Let’s use “random researcher” instead of “random surfer” since we are in fact talking about citation networks. The intuition behind the PageRank algorithm is that random researchers start a search at some (randomly chosen) nodes in the citation graph and follow citations (randomly) until they eventually stop their search, controlled by a damping factor, and restart their search on a new nodes. The intuition here being that of researchers getting bored and deciding to investigate a new topic.
The PageRank algorithms with certain tweaks can be used to overcome the following problems:
- Recently published papers have not been around very long and therefore have not accrued a lot of citations yet. The basic PageRank algorithm does not address this problem since the random researchers are randomly placed on the citation graph when the search is started or restarted. In order to address this problem one can simply let the initial paper selection be dependent on the publication date of the corresponding paper. This makes sense since researchers typically start investigating a research topic with recently published articles found in journals or conference proceedings and then continue to follow references to older papers.
- Problem two is that the age of citing papers is not taken into consideration. Citations from newer papers should count more than citations from older papers. For example, an old paper which is directly cited by a new paper indicates that it still bears current relevance. Again, the basic PageRank algorithm does not address this problem. Fortunately, one could simple adjust the algorithm by assigning weights to each citation that is based on the citation age (the time between the publication dates of the citing and the cited paper). Random researchers will then chose citations to earlier papers with a higher probability than to older papers.
- The third problem is that citations from popular papers should be regarded more important than citations from less important papers. This problem is intrinsically addressed by the PageRank algorithm since it was developed to calculate the predicted traffic to the web page instead of simply counting the number of links that point to the a web page.
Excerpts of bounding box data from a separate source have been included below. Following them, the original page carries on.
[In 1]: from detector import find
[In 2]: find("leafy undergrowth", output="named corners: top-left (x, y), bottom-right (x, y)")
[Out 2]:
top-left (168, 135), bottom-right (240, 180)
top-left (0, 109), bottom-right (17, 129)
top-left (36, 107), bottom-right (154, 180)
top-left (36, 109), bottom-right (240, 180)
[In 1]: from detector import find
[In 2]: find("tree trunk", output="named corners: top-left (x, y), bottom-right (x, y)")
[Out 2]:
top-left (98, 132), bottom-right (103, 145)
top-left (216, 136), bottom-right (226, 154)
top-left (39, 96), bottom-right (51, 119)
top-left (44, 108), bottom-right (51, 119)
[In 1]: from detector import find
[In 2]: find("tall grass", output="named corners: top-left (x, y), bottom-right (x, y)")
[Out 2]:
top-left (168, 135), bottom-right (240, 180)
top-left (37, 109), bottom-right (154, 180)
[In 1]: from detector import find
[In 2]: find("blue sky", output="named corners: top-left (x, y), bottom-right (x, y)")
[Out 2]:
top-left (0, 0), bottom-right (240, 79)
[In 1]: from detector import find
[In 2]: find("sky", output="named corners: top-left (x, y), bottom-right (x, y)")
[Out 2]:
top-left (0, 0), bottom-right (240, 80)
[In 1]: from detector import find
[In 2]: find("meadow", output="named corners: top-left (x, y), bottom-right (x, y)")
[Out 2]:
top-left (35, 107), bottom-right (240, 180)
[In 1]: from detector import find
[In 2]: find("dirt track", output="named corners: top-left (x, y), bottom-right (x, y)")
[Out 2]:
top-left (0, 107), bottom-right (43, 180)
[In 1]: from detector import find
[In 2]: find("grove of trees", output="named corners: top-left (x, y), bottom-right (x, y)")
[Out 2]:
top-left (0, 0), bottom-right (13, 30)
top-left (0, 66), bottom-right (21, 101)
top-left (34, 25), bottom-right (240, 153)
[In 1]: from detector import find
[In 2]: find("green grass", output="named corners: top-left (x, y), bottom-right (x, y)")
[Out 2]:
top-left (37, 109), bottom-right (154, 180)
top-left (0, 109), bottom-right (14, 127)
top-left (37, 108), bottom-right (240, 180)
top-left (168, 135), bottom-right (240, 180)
- Citations from papers that were published at prestigious venues should bear more importance than citations from papers published at less renowned venues. Again, the PageRank algorithm does not address this problem directly. One could simply adjust the PageRank algorithm by weighting each edge of the graph with the impact factors of the nodes from which the edge is incident from.
The adaption of the PageRank or similar algorithms boils down to the following questions which are, unfortunately, dependent on the interpretation of what citations actually mean as discussed earlier:
- How should random researchers be positioned on the citation graph when they start or restart their searches. Should a random researcher be randomly placed on any node in the graph or does the (not so random) random researcher prefer nodes corresponding to recent papers or papers published at renowned publication venues?
- Which citation should the random researcher follow to the next paper. Should the decision depend on the age of the citation? Should the impact factor of the the citing or cited paper contribute the decision? Should citation potentials of different academic fields be considered? Should self-citation or team self-citation be penalised?
Conclusion: there is no end in sight for this war of opinions. The academic fallout can only be reduced with the use of some clever algorithms.